As a member of this year’s confirmation class at Congregation Shaare Emeth, I was lucky enough to travel to Washington with 27 other sophomores from my synagogue in late January to take part in a L’Taken seminar.
Throughout the intensive weekend program, we were challenged to become more active within our communities and speak out for what we believe in. We had the opportunity to explore topics that interested us and, at the end of the weekend, we lobbied representatives and senators about issues for which we felt passionate.
“Being a Reform Jew is a big part of my life, and having the chance to go to Washington, D.C., with hundreds of other Reform Jews from across the country was an opportunity I just could not pass up,” said Cara Margolis from Main Line Reform Temple in Philadelphia.
I had been to Washington only once before, very briefly in 2011. Back then, I was not exposed to the diversity of America’s political beliefs like I am now. After following the election closely, I felt excited to be in the “room where it happens.” Throughout the weekend, D.C. was full of activism, and I felt privileged to witness the power of the people.
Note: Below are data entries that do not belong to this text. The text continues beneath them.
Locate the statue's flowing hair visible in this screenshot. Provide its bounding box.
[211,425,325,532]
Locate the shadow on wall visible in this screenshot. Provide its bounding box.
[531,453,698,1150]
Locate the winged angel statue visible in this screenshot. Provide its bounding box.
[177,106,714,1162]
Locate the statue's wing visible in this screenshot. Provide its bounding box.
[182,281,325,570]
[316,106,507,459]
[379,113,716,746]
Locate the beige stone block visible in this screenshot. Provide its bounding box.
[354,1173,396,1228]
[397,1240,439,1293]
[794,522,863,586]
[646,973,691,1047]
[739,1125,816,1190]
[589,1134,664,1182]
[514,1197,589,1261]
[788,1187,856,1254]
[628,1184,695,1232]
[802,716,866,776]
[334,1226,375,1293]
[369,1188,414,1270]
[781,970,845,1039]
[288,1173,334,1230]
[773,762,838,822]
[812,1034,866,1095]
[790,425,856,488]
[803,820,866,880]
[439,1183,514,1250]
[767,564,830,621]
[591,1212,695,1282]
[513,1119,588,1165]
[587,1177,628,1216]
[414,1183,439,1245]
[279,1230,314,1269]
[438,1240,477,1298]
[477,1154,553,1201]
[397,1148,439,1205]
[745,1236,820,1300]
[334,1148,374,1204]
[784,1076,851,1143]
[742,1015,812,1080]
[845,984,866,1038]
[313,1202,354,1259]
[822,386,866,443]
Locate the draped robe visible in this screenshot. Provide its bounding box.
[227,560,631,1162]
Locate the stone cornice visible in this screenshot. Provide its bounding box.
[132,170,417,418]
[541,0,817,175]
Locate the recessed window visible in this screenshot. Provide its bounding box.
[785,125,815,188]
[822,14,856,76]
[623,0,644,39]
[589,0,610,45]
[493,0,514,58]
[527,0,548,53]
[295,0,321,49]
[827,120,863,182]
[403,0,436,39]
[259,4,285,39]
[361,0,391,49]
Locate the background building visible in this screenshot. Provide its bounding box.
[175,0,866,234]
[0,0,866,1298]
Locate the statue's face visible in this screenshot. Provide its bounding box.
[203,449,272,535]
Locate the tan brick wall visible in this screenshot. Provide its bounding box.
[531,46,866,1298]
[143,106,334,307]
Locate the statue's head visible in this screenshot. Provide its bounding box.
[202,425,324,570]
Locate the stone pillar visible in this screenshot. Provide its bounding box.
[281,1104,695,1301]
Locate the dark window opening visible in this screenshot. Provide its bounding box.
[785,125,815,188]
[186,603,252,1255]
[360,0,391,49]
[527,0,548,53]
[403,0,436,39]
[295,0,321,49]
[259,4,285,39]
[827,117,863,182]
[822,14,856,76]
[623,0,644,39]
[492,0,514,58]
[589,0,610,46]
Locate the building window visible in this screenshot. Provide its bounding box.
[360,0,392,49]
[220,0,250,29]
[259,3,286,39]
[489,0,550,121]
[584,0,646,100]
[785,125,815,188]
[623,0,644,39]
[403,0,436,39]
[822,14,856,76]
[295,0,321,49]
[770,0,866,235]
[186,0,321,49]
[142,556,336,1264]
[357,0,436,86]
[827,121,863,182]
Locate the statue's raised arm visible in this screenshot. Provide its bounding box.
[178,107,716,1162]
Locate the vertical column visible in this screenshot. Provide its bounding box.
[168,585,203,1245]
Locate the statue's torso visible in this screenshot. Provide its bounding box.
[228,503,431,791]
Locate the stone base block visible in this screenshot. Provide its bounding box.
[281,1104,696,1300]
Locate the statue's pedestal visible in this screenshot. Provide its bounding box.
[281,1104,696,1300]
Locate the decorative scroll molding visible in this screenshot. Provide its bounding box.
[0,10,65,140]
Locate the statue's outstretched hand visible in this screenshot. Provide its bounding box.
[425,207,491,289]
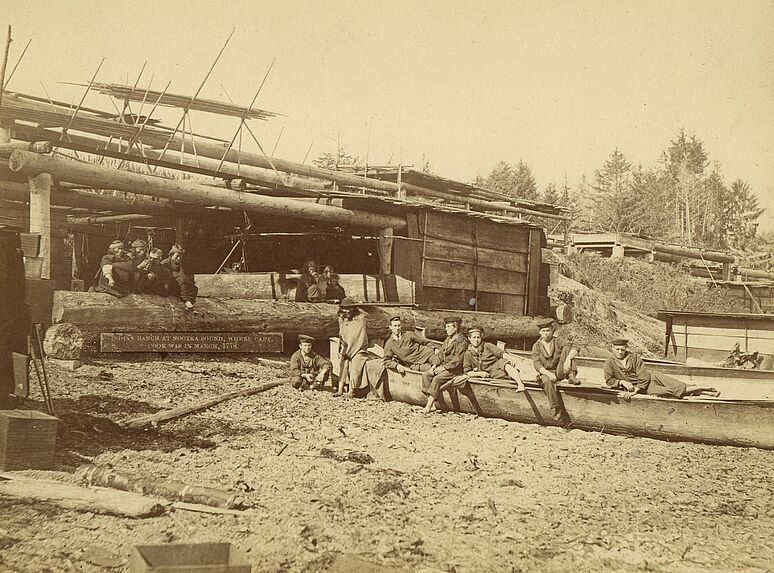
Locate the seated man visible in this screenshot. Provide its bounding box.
[384,316,435,372]
[137,247,172,296]
[422,316,468,414]
[161,245,199,310]
[333,298,368,397]
[290,334,331,390]
[603,338,720,398]
[532,319,580,422]
[462,326,524,392]
[89,241,133,298]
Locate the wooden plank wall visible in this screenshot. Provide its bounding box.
[668,315,774,362]
[0,201,73,290]
[394,212,547,315]
[723,283,774,314]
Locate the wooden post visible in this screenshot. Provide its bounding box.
[175,217,185,245]
[723,263,731,281]
[379,227,394,275]
[29,173,51,279]
[0,24,13,143]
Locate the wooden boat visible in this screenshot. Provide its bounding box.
[510,350,774,400]
[331,339,774,449]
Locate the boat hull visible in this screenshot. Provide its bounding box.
[387,371,774,449]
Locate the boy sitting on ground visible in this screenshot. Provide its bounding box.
[290,334,331,390]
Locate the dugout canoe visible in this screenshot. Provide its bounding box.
[331,341,774,449]
[509,350,774,400]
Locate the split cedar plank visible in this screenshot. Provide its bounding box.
[521,229,546,316]
[52,285,536,348]
[121,380,285,429]
[425,239,527,273]
[425,287,537,316]
[196,273,415,304]
[424,259,527,295]
[422,211,473,245]
[675,334,774,354]
[0,473,165,518]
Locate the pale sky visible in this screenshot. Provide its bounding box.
[0,0,774,230]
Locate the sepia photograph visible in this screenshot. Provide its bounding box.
[0,0,774,573]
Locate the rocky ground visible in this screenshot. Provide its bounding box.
[0,359,774,573]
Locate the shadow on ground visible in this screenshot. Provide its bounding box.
[23,394,253,471]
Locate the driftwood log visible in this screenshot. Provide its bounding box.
[52,291,540,354]
[0,473,166,518]
[75,464,244,509]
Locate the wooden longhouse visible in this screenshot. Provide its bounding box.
[0,84,565,315]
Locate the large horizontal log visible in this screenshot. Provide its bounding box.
[10,124,568,220]
[196,273,415,304]
[0,141,51,155]
[52,291,540,354]
[0,473,165,518]
[8,151,406,229]
[164,136,567,219]
[736,267,774,281]
[653,243,734,263]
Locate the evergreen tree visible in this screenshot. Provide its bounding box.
[474,161,539,201]
[542,183,565,205]
[591,148,632,232]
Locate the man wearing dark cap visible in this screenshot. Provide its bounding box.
[602,338,720,398]
[462,326,524,392]
[290,334,331,390]
[161,245,199,311]
[333,298,368,397]
[532,319,580,423]
[130,239,149,293]
[422,316,468,414]
[384,316,435,372]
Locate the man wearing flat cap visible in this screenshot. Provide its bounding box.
[462,326,524,392]
[532,318,580,423]
[422,316,468,414]
[384,316,435,372]
[333,297,368,397]
[290,334,331,390]
[602,338,720,398]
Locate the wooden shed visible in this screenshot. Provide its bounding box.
[657,310,774,362]
[393,211,548,315]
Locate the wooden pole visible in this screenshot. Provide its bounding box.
[379,228,394,275]
[0,141,51,155]
[121,380,285,428]
[8,150,406,229]
[67,214,153,225]
[25,172,51,279]
[165,136,566,219]
[0,24,13,143]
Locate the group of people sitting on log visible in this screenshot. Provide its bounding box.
[290,298,720,424]
[295,260,346,302]
[89,239,199,310]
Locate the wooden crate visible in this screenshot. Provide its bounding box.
[0,410,58,471]
[129,543,252,573]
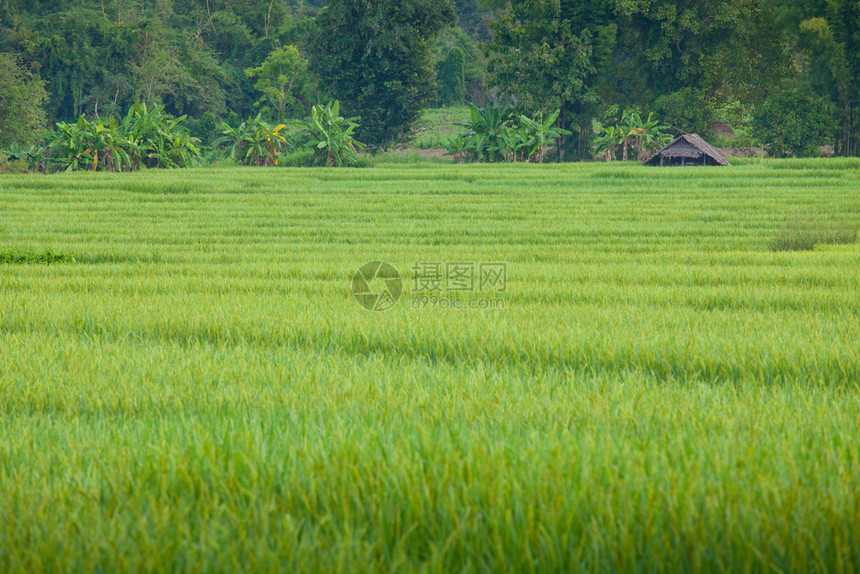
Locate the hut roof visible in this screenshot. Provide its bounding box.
[642,134,731,165]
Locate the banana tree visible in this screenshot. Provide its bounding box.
[445,134,469,163]
[293,100,366,167]
[520,110,573,163]
[457,103,508,161]
[121,104,200,168]
[213,114,290,166]
[48,116,134,171]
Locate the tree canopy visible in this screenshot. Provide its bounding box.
[0,0,860,159]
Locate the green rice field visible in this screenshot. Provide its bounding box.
[0,163,860,573]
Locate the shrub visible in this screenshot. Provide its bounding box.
[293,100,365,167]
[753,89,837,157]
[436,46,466,106]
[654,88,715,136]
[212,114,291,166]
[0,249,75,265]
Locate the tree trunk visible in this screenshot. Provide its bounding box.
[557,106,567,163]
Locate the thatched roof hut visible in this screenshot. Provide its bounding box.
[642,134,730,167]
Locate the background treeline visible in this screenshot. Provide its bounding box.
[0,0,860,159]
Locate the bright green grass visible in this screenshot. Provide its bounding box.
[0,160,860,572]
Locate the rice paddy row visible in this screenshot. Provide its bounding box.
[0,160,860,572]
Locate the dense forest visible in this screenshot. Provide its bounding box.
[0,0,860,159]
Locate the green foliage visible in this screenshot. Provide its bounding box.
[120,104,200,169]
[294,100,365,167]
[753,89,837,157]
[9,104,200,172]
[245,45,309,123]
[433,26,489,105]
[594,106,672,161]
[446,104,571,163]
[489,0,615,160]
[654,88,715,137]
[0,249,75,265]
[0,53,48,149]
[311,0,454,145]
[436,46,466,106]
[212,114,291,166]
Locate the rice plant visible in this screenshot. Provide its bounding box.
[0,160,860,572]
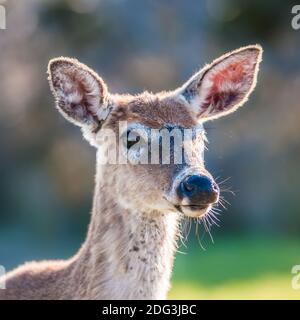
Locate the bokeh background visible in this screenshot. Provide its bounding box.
[0,0,300,299]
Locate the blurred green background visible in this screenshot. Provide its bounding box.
[0,0,300,299]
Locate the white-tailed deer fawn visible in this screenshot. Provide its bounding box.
[0,45,262,299]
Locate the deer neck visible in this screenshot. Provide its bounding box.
[72,162,179,299]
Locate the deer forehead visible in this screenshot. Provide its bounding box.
[108,93,198,129]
Following President Donald Trump’s Jan. 27 executive order banning refugees and immigrants from seven majority Muslim countries, my congregation participated in a protest march at the White House and Capitol. After quickly making signs on leftover cardboard from the hotel, my friends and I joined a crowd of thousands exercising our First Amendment right to freedom of speech. Amid the protestors, I felt powerful and truly safe.
However, this was just an addition to the life-changing experience with the RAC staff. I learned how to peer through a Jewish lens when looking at larger conflicts, such as those of gun violence and reproductive rights, two of the issues I focused on over the course of the weekend. My friends and I participated in two shuks, the Jewish word for market, in which we learned how our religion applies to various social issues.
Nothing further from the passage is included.